Andrea Bachus Bronaugh is the lead research coordinator of Dr. Russell Rothman´s NIH funded, early-childhood obesity RCT, the Green Light Study. She graduated from Northwestern University where she conducted original research on emerging and established Latino consumer markets for General Motors. She assisted with a needs and assets assessment of cancer disparities in Nashville’s Latino community through the Meharry-Vanderbilt-TSU Cancer Partnership and worked in maternal-fetal health for United Neighborhood Health Services before joining Dr. Rothman´s research team.
Becky Gregory, M.S., R.D., L.D.N., C.D.E.

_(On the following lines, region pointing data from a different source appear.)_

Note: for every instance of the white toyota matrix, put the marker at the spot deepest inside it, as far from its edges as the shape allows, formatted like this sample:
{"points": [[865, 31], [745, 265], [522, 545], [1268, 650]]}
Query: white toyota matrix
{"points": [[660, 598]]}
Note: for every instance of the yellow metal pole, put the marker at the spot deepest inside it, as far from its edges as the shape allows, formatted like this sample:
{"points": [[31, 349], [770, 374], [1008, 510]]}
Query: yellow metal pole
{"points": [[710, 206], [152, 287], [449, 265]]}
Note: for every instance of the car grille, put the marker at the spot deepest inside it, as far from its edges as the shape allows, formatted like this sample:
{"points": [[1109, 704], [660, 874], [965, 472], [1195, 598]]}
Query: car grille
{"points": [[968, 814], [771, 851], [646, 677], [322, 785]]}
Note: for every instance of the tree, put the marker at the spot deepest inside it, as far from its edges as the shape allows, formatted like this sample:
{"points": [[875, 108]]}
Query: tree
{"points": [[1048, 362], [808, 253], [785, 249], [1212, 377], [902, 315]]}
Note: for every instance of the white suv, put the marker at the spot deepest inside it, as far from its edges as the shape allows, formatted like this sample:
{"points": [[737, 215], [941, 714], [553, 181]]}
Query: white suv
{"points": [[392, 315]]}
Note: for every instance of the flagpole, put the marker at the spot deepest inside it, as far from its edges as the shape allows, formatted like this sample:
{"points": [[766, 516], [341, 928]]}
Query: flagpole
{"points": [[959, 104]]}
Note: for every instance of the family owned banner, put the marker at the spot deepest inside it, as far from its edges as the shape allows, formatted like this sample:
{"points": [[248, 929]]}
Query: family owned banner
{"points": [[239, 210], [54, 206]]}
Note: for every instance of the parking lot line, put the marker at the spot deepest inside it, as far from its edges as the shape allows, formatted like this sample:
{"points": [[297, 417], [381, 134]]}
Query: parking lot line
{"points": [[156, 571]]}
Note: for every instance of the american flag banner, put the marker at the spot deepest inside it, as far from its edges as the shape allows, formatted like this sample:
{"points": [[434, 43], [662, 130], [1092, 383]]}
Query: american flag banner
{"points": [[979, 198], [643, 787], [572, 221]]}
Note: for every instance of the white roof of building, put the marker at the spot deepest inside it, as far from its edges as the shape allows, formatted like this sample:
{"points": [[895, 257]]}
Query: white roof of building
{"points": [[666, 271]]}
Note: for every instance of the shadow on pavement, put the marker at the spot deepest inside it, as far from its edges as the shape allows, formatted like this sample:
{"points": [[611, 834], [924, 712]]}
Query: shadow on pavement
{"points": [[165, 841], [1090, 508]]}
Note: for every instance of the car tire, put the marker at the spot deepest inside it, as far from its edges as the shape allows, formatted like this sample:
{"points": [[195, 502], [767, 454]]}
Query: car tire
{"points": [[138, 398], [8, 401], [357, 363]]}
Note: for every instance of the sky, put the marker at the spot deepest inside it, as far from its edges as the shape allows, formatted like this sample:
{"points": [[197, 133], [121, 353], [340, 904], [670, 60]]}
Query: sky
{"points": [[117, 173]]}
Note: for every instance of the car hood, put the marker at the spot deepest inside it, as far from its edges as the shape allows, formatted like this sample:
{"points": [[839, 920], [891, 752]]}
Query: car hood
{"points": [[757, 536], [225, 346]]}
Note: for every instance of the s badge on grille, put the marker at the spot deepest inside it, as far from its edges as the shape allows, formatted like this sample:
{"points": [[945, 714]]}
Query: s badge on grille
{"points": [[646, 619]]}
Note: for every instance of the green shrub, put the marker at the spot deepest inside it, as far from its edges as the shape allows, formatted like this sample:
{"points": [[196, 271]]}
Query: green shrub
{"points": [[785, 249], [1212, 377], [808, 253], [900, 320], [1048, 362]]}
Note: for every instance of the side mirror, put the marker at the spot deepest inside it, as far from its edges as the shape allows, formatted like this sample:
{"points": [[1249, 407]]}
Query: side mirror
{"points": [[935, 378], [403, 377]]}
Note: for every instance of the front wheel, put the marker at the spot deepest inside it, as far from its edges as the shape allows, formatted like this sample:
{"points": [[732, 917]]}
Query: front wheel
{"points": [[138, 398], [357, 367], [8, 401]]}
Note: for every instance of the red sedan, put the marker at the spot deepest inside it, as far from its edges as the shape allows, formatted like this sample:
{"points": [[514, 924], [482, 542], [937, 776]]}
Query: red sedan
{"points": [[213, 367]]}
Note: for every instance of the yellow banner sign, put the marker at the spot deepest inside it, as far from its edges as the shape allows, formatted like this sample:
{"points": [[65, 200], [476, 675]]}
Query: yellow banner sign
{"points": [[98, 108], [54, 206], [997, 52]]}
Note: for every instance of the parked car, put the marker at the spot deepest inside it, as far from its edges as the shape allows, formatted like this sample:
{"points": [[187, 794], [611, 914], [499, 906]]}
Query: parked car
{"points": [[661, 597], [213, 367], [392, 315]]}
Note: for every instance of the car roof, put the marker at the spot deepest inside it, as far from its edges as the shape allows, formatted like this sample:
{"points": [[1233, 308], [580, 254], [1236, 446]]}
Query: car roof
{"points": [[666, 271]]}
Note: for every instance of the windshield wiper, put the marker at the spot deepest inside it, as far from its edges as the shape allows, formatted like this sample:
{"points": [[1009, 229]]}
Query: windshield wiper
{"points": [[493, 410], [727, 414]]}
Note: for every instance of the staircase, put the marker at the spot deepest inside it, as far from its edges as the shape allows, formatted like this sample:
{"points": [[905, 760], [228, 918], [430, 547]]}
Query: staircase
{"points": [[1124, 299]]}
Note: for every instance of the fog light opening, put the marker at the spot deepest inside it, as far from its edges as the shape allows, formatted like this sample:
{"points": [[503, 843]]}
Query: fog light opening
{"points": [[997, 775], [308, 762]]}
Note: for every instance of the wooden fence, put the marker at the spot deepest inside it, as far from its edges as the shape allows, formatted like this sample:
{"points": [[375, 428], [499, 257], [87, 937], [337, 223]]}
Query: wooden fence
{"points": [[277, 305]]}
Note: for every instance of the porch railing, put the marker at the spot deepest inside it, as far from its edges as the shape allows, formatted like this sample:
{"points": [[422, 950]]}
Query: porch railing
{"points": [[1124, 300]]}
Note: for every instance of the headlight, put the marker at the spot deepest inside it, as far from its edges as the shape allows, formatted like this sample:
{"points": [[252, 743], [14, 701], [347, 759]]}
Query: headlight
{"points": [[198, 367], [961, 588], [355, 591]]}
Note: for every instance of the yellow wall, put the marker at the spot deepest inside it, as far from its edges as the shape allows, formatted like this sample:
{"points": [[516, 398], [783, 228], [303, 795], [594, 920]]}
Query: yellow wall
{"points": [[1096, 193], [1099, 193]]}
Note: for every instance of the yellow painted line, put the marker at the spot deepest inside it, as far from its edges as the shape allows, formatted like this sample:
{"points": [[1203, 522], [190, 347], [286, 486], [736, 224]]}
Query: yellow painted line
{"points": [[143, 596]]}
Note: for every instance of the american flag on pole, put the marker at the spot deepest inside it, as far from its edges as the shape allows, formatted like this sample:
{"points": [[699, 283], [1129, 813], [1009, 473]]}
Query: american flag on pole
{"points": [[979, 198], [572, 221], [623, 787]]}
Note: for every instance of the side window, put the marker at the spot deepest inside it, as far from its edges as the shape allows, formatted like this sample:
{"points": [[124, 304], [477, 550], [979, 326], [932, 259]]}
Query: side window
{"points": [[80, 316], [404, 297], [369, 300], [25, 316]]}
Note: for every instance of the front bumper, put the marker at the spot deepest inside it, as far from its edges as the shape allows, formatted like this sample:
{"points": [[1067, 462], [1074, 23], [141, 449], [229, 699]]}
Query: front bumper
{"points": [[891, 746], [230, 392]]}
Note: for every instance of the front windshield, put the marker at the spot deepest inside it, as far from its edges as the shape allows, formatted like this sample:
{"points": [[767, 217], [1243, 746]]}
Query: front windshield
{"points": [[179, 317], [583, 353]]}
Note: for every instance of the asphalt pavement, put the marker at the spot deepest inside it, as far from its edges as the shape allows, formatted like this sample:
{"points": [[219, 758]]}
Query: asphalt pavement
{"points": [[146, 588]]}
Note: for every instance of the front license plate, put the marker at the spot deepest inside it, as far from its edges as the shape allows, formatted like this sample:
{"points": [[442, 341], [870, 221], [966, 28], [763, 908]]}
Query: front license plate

Becky Gregory is the Nutrition Coordinator for the Diabetes Research and Training Center at the Vanderbilt University School of Medicine. She also works at the Vanderbilt Eskind Diabetes Clinic in the High Risk Diabetes & Pregnancy Clinic. She has years of experience teaching both patients and professionals on diabetes-related topics.

Courtney Cawthon, M.P.H.
Courtney has been working with Dr. Kripalani since December 2007 as the lead research coordinator for studies focusing on health literacy, medication management and health outcomes. She has also worked with Dr. White on a study addressing health literacy and numeracy in Latinos with diabetes. After receiving her B.A. cum laude from Mercer University, Courtney went on to earn her M.P.H. from Boston University, where she received the Award for Excellence in Public Health Practice for original research conducted in rural Nicaragua, which was funded by a grant award from the American Public Health Association through the Colgate-Palmolive company.
Dianne L. Davis, R.D., L.D.N., C.D.E.
Dianne Davis participates in on-going diabetes relapse research, conducts training workshops for registered dietitians and provides medical nutrition therapy for adult diabetes patients.
Duff Green, B.A., M.Div.
Research Analyst II with the Vanderbilt Diabetes Research and Training Center since 1998, Duff brings his life experience as an adult educator to assist in a wide variety of research projects supporting diabetes self management training and medical nutritional therapy.
Shari Barto, M.B.A.
Shari is a Research Project Coordinator, working with Dr. Russell Rothman in studies related to health communication. Current research focuses on literacy and numeracy with regards to improving care for adult and pediatric patients with diabetes. She is an honor graduate from Brenau University and completed Graduate work with CCU.